Seis años tardó Herta Bothe en salir de la cárcel de Celle donde fue internada nada más terminar la vista judicial. Aún no había cumplido la pena completa, cuando el 22 de diciembre de 1951, y como acto de clemencia del Gobierno Británico fue puesta en libertad. Su buen comportamiento, además del buen hacer de los ingleses, le había servido para olvidarse de su pesadilla y germinar una nueva etapa al margen de los nazis.
Algunos datos apuntan a que la Sádica de Stutthof logró casarse y cambiar su apellido por el de Lange. Aquella fue una buena forma de poner tierra de por medio y desechar quien había sido hasta ese momento. De este modo nadie la reconocería, nadie sabría quién había sido, qué había hecho durante la guerra y por qué había salido de la cárcel. Podemos decir que consiguió su propósito, disminuir su responsabilidad diciendo que en verdad eran los hombres los únicos engranajes posibles del Führer. Los únicos que daban las órdenes.
Un conocido director de cine documental alemán llamado Maurice Philip Remy, aseguró en el 2009 que fue la última persona en entrevistar a Herta Bothe. Lo hizo para un reportaje llamado Holokaust en el año 2000. En declaraciones hechas al periódico The Sun, Remy espetó por ejemplo:
«Ella tenía recuerdos horribles de los campos de concentración pero no tenía capacidad de dar sentido a su papel en ellos. (…) Ella no tenía ningún remordimiento. Ella no podía entender que había hecho algo mal. Sentía que era una víctima».
A sus 79 años y desde su residencia en una comunidad modesta al noroeste de Alemania, Herta Bothe accedió a hablar para el equipo de Remy y el documental que estaban preparando sobre el Holocausto. Durante la entrevista hubo momentos donde la Exaufseherin se puso a la defensiva en lo que respecta a la cuestión de si debió entrar o no como guardiana en los campos de concentración. A pesar de los años transcurridos, aún se la veía nerviosa pero capaz de responder cosas tan espeluznantes como esta:
«Qué quiere decir, ¿qué cometí un error?, no. No estoy segura de lo que debería responder, ¿cometí un error? No. El error fue el campo de concentración, pero yo tenía que hacerlo, de otra forma yo habría sido puesta ahí. Ese sí fue mi error».

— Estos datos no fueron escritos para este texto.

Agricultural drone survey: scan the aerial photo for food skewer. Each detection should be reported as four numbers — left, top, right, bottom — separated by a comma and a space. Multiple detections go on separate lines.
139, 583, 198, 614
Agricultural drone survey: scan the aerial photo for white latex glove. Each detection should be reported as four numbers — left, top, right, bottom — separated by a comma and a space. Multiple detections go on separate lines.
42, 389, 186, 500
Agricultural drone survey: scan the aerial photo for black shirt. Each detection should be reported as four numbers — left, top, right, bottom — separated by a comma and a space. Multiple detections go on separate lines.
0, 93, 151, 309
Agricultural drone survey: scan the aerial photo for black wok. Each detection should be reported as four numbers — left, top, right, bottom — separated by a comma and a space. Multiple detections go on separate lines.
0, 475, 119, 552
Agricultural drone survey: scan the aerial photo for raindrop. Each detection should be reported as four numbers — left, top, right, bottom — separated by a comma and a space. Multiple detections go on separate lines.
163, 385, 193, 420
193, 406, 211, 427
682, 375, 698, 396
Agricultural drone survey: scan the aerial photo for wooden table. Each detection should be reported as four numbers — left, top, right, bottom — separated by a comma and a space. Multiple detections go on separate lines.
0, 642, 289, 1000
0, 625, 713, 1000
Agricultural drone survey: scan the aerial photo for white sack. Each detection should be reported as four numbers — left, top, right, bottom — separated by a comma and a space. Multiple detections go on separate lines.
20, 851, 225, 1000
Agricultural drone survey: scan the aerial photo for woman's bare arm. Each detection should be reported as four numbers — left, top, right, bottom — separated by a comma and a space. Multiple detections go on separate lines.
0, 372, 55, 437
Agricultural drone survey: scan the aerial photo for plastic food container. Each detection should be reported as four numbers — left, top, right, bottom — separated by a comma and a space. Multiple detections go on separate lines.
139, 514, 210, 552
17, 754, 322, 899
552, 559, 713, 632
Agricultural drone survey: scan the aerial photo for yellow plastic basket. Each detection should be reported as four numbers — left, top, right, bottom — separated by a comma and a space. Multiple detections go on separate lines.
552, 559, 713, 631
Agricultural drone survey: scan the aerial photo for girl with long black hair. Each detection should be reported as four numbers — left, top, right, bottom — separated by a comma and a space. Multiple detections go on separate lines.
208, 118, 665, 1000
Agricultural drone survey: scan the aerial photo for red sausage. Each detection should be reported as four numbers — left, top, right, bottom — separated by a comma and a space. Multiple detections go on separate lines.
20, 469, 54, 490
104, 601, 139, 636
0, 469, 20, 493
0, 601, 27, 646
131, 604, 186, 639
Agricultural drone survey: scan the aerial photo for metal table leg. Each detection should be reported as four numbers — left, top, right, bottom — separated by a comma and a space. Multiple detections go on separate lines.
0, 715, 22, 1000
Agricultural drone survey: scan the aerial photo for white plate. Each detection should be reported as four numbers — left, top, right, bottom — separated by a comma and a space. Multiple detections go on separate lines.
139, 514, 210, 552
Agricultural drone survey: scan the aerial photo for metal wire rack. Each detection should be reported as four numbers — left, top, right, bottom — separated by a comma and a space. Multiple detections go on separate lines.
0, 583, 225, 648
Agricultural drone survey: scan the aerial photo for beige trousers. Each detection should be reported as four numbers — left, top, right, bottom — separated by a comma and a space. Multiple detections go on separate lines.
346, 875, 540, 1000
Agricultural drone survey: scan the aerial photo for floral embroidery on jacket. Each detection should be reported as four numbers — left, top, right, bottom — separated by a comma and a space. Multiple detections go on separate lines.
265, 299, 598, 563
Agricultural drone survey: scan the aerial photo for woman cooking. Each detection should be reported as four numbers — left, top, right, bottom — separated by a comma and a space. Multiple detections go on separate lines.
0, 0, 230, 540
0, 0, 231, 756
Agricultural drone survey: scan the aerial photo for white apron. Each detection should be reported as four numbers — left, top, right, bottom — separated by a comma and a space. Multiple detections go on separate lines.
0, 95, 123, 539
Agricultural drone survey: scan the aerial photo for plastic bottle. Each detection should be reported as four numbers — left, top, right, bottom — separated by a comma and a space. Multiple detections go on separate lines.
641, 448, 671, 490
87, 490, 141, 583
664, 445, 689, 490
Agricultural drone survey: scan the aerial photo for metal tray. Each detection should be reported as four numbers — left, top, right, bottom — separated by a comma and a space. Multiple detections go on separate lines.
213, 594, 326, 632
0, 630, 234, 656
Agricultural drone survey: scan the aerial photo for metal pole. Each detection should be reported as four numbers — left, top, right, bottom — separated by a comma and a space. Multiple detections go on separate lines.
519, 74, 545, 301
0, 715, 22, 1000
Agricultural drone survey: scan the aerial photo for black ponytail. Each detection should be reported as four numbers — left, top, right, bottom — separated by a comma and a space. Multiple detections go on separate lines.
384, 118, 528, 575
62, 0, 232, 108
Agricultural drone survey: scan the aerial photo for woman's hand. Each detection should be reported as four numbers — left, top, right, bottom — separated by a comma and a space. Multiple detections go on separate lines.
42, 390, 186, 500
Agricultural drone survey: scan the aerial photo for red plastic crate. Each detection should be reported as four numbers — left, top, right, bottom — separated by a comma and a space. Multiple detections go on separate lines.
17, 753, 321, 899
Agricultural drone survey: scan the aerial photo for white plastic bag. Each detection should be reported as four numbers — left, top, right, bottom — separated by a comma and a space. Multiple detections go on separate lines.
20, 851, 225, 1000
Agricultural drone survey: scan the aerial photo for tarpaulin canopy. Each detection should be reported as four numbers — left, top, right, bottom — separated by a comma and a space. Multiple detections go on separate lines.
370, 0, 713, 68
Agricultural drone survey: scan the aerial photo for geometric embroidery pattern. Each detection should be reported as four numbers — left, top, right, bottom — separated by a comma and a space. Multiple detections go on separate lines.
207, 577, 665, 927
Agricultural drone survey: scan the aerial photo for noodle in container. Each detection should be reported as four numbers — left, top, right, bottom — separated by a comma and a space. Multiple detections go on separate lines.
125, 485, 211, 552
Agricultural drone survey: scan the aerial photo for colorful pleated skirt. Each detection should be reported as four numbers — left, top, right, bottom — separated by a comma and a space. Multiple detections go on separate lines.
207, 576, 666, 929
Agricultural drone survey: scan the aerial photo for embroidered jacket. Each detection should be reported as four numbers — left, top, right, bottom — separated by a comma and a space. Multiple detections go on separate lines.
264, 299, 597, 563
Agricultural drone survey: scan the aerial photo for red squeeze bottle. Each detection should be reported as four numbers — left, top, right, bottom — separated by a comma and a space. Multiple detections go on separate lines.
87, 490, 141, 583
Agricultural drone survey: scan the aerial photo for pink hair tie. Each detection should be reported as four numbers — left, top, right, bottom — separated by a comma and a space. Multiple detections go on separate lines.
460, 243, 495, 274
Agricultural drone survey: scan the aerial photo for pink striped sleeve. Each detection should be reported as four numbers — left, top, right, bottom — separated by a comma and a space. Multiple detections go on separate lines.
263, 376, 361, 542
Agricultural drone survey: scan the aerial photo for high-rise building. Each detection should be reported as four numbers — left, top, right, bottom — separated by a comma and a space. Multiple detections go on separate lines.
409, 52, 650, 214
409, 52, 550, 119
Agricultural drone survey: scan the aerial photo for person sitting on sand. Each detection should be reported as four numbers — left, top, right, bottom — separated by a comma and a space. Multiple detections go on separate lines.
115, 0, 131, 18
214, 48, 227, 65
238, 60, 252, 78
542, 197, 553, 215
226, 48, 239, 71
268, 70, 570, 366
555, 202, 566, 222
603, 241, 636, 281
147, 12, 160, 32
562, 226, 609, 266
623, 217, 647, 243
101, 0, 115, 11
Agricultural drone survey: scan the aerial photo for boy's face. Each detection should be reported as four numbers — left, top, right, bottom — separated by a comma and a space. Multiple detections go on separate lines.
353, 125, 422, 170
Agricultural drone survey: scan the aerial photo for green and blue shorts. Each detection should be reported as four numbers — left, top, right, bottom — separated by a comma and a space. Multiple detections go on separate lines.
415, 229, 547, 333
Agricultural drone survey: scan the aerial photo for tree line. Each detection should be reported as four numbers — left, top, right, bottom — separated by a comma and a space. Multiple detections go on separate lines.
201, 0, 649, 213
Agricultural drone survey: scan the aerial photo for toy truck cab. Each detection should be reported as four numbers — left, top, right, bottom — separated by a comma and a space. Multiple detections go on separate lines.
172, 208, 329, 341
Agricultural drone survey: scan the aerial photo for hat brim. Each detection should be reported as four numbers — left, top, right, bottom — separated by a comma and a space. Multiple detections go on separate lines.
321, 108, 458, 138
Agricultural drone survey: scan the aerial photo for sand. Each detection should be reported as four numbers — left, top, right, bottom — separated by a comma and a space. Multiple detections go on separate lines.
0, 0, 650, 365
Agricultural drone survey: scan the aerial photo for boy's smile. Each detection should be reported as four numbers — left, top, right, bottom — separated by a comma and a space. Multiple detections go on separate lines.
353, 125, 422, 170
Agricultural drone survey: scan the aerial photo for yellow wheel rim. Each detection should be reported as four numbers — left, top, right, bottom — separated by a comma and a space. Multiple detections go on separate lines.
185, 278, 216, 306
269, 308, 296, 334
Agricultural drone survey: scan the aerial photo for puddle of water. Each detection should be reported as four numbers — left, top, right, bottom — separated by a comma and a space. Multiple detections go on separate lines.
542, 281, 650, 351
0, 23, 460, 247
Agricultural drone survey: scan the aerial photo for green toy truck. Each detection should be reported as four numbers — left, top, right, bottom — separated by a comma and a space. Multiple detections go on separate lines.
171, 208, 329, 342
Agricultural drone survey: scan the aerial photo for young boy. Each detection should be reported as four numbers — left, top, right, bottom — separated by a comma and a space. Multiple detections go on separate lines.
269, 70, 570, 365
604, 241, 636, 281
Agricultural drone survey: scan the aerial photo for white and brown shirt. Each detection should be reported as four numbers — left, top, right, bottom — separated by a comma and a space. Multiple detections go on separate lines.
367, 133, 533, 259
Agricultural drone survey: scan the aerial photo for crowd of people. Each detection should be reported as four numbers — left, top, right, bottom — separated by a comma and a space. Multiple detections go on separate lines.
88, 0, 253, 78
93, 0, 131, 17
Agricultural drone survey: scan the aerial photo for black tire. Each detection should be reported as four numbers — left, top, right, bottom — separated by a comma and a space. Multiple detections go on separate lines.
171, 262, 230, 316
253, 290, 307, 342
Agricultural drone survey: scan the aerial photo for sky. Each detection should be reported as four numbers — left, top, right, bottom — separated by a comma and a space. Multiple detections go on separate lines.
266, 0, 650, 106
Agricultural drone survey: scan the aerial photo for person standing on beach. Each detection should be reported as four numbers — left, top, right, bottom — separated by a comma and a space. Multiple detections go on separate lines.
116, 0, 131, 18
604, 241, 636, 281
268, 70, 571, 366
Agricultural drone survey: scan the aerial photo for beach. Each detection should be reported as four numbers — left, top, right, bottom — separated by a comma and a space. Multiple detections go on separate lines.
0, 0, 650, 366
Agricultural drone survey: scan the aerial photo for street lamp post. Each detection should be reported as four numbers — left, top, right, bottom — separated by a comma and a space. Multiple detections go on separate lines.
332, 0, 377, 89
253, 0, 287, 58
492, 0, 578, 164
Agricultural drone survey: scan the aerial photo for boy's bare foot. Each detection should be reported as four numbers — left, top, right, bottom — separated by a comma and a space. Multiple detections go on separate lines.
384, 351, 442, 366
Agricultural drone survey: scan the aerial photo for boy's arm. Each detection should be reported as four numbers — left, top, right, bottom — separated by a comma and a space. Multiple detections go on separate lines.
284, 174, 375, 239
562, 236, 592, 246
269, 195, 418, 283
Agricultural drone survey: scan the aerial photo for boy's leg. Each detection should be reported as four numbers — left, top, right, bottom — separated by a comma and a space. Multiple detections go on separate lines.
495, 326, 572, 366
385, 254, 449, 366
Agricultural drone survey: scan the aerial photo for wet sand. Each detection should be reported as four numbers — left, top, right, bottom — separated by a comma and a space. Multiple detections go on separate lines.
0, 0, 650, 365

En la actualidad nadie sabe de su paradero. Si aún sigue viva con más de 90 años, o si finalmente murió el 16 de marzo del 2000. Los expertos no logran ponerse de acuerdo.
De lo que sí podemos estar seguros es de que vivió apartada del mundo, en silencio, sin querer llamar la atención, ni para recordar. Y cuando lo hizo, con aquellas nefastas afirmaciones, la herida del Holocausto volvió a abrirse. Toda aquella pantomima sobreactuada durante el juicio le había servido para ser libre, pero no para arrepentirse.